“The value disclosed in the golden parachute table for CEO Zaslav at over $886 million represents one of the highest golden parachute estimates ever observed, though the proxy notes that this value may decline depending on merger timing,” ISS wrote in its report to investors.
In addition to the special tax treatment for Zaslav, ISS found that the overall parachute payment for him is mostly the result of what are called single-trigger benefits. A single-trigger on an executive’s stock-based equity compensation means that the equity qualifies for accelerated vesting based on one event, which is usually when a company’s ownership changes. Most large-cap companies have double-trigger vesting, meaning there needs to be both a change-in-control of the company and that the executive loses their job. The awards for executives other than Zaslav are subject to double-trigger vesting, but most of Zaslav’s outstanding equity will just automatically accelerate based on the acquisition, ISS wrote.
Warner Bros. disclosed that if the deal were to take place in 2027, no excise tax payment would happen for Zaslav.
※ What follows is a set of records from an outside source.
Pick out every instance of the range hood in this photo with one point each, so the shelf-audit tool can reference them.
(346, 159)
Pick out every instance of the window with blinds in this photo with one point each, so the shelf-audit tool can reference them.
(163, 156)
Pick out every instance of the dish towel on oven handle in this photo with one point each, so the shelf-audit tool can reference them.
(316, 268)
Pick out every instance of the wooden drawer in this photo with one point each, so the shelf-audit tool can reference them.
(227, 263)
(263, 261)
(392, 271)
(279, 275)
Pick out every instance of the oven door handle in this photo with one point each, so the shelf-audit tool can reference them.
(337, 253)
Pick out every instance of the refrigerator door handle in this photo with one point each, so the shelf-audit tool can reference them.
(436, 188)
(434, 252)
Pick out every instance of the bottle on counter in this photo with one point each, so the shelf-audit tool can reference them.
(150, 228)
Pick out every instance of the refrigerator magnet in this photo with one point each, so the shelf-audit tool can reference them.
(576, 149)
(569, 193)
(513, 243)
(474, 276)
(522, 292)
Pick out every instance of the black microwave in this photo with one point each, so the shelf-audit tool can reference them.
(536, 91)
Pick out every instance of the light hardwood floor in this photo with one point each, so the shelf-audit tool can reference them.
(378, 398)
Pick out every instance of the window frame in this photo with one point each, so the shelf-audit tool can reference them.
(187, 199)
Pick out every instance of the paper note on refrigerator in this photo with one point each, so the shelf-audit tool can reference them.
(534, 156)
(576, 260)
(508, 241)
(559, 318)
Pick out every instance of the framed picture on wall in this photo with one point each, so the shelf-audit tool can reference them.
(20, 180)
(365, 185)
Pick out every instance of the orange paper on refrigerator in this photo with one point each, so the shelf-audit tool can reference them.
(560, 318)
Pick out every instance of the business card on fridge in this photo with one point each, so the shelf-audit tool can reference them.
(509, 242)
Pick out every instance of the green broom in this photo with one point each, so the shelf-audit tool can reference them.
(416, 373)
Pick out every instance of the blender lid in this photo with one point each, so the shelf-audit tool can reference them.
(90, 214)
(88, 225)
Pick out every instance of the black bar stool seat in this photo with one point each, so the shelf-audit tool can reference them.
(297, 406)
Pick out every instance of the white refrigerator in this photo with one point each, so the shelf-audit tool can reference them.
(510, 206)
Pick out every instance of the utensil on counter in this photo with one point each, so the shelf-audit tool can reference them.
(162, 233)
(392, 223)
However, Paramount Skydance and Warner Bros. are working to complete the merger as soon as possible and expect it to close by the end of the third quarter of 2026 in September.
Warner Bros shareholders will vote on the Paramount acquisition and on executives’ golden parachute payouts on April 23, though votes on the payouts are purely advisory and non-binding.
Warner Bros. did not respond to a request for comment on ISS’s recommendation.